On constate la présence récurrente de livres tout au long de ce film. Ils sont également présents dans cette dernière séquence. La présence d'une bibliothèque très fournie nous rappelle la maxime de Victor Hugo : "Il y a des gens qui ont une bibliothèque comme les eunuques ont des harems". En effet, il dénonce les personnes qui s'attardent à la symbolique des livres : Je possède des livres donc je suis cultivé et supérieur. Philippe et Bernard en sont l'exemple parfait, ils se sont considérés comme supérieurs car ils avaient reçu une éducation et des livres. Or, ici ils ont adopté une posture d'érudits et de sophistes.

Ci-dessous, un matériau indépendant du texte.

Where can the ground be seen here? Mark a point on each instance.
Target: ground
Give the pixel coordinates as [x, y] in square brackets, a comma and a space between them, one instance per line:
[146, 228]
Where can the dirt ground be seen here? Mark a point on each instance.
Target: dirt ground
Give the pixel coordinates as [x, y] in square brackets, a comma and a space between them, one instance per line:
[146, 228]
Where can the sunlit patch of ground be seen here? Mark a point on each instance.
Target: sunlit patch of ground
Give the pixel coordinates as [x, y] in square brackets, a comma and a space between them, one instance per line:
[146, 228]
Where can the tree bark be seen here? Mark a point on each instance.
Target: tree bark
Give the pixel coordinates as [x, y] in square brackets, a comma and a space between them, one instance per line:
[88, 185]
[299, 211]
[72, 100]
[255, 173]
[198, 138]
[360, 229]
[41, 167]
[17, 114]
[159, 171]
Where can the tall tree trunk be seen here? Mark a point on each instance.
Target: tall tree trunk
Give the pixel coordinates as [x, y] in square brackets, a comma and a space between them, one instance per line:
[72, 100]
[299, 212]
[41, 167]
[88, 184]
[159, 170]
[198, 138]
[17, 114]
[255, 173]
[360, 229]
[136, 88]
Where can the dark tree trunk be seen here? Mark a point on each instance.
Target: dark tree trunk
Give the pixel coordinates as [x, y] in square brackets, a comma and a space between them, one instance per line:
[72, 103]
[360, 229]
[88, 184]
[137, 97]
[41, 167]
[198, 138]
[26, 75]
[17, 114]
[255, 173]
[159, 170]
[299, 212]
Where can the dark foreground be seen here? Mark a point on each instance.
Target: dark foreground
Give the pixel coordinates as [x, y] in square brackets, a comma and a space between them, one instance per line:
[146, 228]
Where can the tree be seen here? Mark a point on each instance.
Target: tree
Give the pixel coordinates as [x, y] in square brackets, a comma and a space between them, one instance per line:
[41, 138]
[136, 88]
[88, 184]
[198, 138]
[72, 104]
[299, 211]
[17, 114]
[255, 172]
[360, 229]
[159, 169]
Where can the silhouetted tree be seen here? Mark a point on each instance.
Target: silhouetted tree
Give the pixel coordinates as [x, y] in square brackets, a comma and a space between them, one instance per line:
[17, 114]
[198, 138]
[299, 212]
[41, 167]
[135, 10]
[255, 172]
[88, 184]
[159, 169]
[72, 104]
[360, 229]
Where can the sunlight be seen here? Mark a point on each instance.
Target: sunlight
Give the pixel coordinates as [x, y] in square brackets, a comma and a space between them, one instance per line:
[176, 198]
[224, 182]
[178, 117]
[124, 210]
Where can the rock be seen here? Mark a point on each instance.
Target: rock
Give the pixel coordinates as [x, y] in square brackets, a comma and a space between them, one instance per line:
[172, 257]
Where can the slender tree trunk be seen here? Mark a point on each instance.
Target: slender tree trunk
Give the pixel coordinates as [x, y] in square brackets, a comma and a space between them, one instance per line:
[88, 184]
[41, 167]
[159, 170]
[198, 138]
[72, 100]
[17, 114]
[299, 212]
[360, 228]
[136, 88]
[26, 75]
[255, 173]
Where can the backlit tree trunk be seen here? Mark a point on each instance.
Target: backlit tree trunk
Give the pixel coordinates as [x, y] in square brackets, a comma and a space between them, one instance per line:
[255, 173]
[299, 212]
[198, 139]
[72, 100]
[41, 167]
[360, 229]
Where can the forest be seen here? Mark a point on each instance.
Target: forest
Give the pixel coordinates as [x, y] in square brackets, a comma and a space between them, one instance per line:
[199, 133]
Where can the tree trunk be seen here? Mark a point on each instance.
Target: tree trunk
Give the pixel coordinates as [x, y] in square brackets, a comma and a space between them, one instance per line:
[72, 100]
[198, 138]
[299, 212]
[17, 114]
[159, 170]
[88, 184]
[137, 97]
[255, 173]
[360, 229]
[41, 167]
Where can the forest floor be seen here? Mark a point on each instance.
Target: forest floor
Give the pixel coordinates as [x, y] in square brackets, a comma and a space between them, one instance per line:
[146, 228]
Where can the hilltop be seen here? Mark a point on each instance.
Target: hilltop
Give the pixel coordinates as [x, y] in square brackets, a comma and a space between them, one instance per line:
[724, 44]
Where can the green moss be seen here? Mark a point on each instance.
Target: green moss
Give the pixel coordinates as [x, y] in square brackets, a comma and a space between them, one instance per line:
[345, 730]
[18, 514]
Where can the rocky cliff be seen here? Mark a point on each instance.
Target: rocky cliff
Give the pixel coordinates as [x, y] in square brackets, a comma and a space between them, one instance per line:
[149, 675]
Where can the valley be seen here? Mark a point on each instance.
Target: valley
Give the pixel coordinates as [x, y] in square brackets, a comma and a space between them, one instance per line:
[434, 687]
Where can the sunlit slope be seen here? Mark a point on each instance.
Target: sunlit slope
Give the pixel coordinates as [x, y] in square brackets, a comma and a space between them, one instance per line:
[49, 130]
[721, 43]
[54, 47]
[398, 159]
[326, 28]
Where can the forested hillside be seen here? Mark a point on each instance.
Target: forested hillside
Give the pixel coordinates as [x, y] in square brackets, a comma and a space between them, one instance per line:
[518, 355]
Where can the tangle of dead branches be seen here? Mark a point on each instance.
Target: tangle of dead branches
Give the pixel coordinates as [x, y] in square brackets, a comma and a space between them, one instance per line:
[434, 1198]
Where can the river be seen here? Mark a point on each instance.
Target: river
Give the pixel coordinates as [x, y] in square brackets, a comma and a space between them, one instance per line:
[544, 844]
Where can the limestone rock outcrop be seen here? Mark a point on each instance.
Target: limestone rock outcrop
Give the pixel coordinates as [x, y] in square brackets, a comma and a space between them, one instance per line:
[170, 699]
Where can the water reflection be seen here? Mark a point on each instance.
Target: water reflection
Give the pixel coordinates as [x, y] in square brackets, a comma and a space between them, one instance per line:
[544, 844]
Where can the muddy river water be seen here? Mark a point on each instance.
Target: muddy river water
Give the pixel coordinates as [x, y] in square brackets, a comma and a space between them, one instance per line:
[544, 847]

Ces livres, soi-disant détenteurs de la vérité, ont "commis" ce meurtre. Ils ont donné l'illusion aux meurtriers qu'ils savaient plus que les autres et qu'ils pouvaient se permettre d'assassiner un innocent sous prétexte qu'ils se considéraient supérieurs et qu'ils pouvaient décider qui étaient inférieurs. Ces livres les ont rapprochés de l'érudition, ils n'ont pas compris que ces ouvrages  n'étaient qu'une étape dans la quête de la vérité et non l'accomplissement. Ces trois personnages se sont arrêtés à leur symbolique.
 
Leur maître de philosophie a également fait un usage pernicieux de la parole et des livres. Ils s'est écarté de sa vocation et s'est comporté en sophiste. Cette érudition s'oppose à la vérité que ces personnages pensent détenir. Ils pensent être en possession du savoir car ils possèdent des livres. On nous montre la mauvaise interprétation de la théorie de Nietzsche qui ne visait pas une mise en action. Le philosophe joue en permanence avec l'éthique en opposition avec les sophistes. Contrairement aux sophistes (et donc à ces personnages), les philosophes ont conscience de leur manque de savoir et de leur quête perpétuelle de la vérité. Car oui, "tout ce que je sais c'est que je ne sais rien" nous disait Socrate, une phrase impensable pour les sophistes qui pensent tout savoir. 
Cela nous démontre bien que ces personnages s'arrêtent au contenant et non au contenu et que ces livres sont présents dans ce film pour souligner la posture sophiste de ces derniers. En pensant détenir la vérité, ils s'en sont éloignés.